Write the Lagrange equation in y-direction of centre of mass.

    $\frac{\partial L_{cm}}{\partial Y}=\frac{d}{dt}\left(\frac{\partial L_{cm}}{\partial \dot{Y}}\right)$

Rewrite the above equation by substituting $\frac{1}{2}M{\left({\dot{X}}^2+{\dot{Y}}^2+{\dot{Z}}^2\right)}^2-mgZ$ for $L_{cm}$.

    $\begin{array}{c}\frac{\partial \left[\frac{1}{2}M{\left({\dot{X}}^2+{\dot{Y}}^2+{\dot{Z}}^2\right)}^2-mgZ\right]}{\partial Y}=\frac{d}{dt}\left(\frac{\partial \left[\frac{1}{2}M{\left({\dot{X}}^2+{\dot{Y}}^2+{\dot{Z}}^2\right)}^2-mgZ\right]}{\partial \dot{Y}}\right)\\ 0=\frac{d}{dt}\left(\frac{1}{2}M\left(2\dot{Y}\right)-0\right)\\ 0=M\frac{d\dot{Y}}{dt}\\ M\ddot{Y}=0\Rightarrow \dot{Y}=\text{constant}\end{array}$

Write the Lagrange equation in z-direction of centre of mass.

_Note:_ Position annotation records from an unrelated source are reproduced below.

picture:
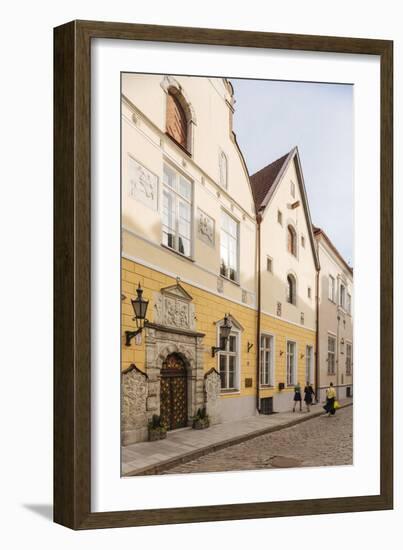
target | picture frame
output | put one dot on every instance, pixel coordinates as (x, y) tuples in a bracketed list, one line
[(72, 274)]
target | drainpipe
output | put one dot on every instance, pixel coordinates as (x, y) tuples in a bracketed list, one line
[(259, 283), (337, 355), (317, 359)]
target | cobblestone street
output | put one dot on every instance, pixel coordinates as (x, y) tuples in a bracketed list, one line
[(322, 441)]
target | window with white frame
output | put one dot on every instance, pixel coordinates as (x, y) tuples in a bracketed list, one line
[(348, 303), (348, 359), (177, 211), (223, 168), (229, 361), (266, 360), (342, 296), (291, 363), (291, 289), (331, 354), (229, 247), (331, 288), (269, 264), (309, 364), (291, 240)]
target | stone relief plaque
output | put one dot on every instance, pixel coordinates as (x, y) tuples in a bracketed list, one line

    $\frac{\partial L_{cm}}{\partial Z}=\frac{d}{dt}\left(\frac{\partial L_{cm}}{\partial \dot{Z}}\right)$

Rewrite the above equation by substituting $\frac{1}{2}M{\left({\dot{X}}^2+{\dot{Y}}^2+{\dot{Z}}^2\right)}^2-mgZ$ for $L_{cm}$.

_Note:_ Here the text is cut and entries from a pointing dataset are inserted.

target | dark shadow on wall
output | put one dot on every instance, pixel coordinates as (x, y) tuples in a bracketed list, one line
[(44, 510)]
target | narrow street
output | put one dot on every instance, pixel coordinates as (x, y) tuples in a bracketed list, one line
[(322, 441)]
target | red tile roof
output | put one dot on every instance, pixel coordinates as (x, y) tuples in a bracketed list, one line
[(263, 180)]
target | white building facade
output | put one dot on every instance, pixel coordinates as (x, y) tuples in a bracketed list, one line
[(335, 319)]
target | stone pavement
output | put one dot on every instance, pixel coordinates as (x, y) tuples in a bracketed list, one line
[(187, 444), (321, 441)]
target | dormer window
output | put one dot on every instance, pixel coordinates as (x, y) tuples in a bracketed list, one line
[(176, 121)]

    $\begin{array}{c}\frac{\partial \left[\frac{1}{2}M{\left({\dot{X}}^2+{\dot{Y}}^2+{\dot{Z}}^2\right)}^2-mgZ\right]}{\partial Z}=\frac{d}{dt}\left(\frac{\partial \left[\frac{1}{2}M{\left({\dot{X}}^2+{\dot{Y}}^2+{\dot{Z}}^2\right)}^2-MgZ\right]}{\partial \dot{Z}}\right)\\ 0=\frac{d}{dt}\left(\frac{1}{2}M\left(2\dot{Z}\right)-Mg\right)\\ -Mg=M\ddot{Z}\\ \ddot{Z}=-g\end{array}$

Above results show that the system is moving at constant speed in x and y direction and is moving downwards with gravitational acceleration.

Write the Lagrange equation in relative coordinate x.

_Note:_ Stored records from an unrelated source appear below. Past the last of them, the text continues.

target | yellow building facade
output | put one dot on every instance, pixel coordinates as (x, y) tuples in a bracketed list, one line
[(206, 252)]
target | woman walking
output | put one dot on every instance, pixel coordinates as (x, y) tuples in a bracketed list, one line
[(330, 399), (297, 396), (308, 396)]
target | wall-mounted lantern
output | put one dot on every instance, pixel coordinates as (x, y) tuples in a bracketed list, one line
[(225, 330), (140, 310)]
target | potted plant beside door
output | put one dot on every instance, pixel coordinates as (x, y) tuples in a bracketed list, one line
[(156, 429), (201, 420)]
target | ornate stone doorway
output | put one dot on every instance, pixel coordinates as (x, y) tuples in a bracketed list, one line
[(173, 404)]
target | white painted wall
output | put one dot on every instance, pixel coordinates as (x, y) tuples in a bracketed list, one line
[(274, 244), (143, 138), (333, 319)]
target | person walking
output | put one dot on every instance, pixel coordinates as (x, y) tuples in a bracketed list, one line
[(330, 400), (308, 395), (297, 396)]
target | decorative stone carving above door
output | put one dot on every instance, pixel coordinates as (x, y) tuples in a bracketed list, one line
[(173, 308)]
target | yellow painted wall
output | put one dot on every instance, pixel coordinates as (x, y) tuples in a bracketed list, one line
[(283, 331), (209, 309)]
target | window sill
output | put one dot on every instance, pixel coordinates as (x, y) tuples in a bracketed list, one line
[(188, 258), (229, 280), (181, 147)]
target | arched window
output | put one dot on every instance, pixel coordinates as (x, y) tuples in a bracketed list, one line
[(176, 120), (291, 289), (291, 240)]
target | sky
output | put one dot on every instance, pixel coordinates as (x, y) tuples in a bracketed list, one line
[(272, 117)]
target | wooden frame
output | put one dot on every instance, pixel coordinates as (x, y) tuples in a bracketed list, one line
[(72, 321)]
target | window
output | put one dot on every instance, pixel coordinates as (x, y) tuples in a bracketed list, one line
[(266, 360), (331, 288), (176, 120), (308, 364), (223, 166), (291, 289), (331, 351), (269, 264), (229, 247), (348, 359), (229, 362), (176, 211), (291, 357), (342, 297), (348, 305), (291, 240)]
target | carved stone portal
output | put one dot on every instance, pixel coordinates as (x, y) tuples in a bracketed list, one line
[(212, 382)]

    $\frac{\partial L_{cm}}{\partial x}=\frac{d}{dt}\left(\frac{\partial L_{cm}}{\partial \dot{x}}\right)$

Rewrite the above equation by substituting $\frac{1}{2}\mu {\left({\dot{x}}^2+{\dot{y}}^2+{\dot{z}}^2\right)}^2-U\left(x,y,z\right)$ for $L_{cm}$.

  $\begin{array}{c}\frac{\partial \left[\frac{1}{2}\mu {\left({\dot{x}}^2+{\dot{y}}^2+{\dot{z}}^2\right)}^2-U\left(x,y,z\right)\right]}{\partial x}=\frac{d}{dt}\left(\frac{\partial \left[\frac{1}{2}\mu {\left({\dot{x}}^2+{\dot{y}}^2+{\dot{z}}^2\right)}^2-U\left(x,y,z\right)\right]}{\partial \dot{x}}\right)\\ -\frac{\partial U}{\partial x}=\frac{d}{dt}\left(\frac{1}{2}\mu \left(2\dot{x}+0+0\right)-0\right)\\ -\frac{\partial U}{\partial x}=\mu \frac{d\dot{x}}{dt}\\ -\frac{\partial U}{\partial x}=\mu \ddot{x}\end{array}$

Write the Lagrange equation in relative coordinate y.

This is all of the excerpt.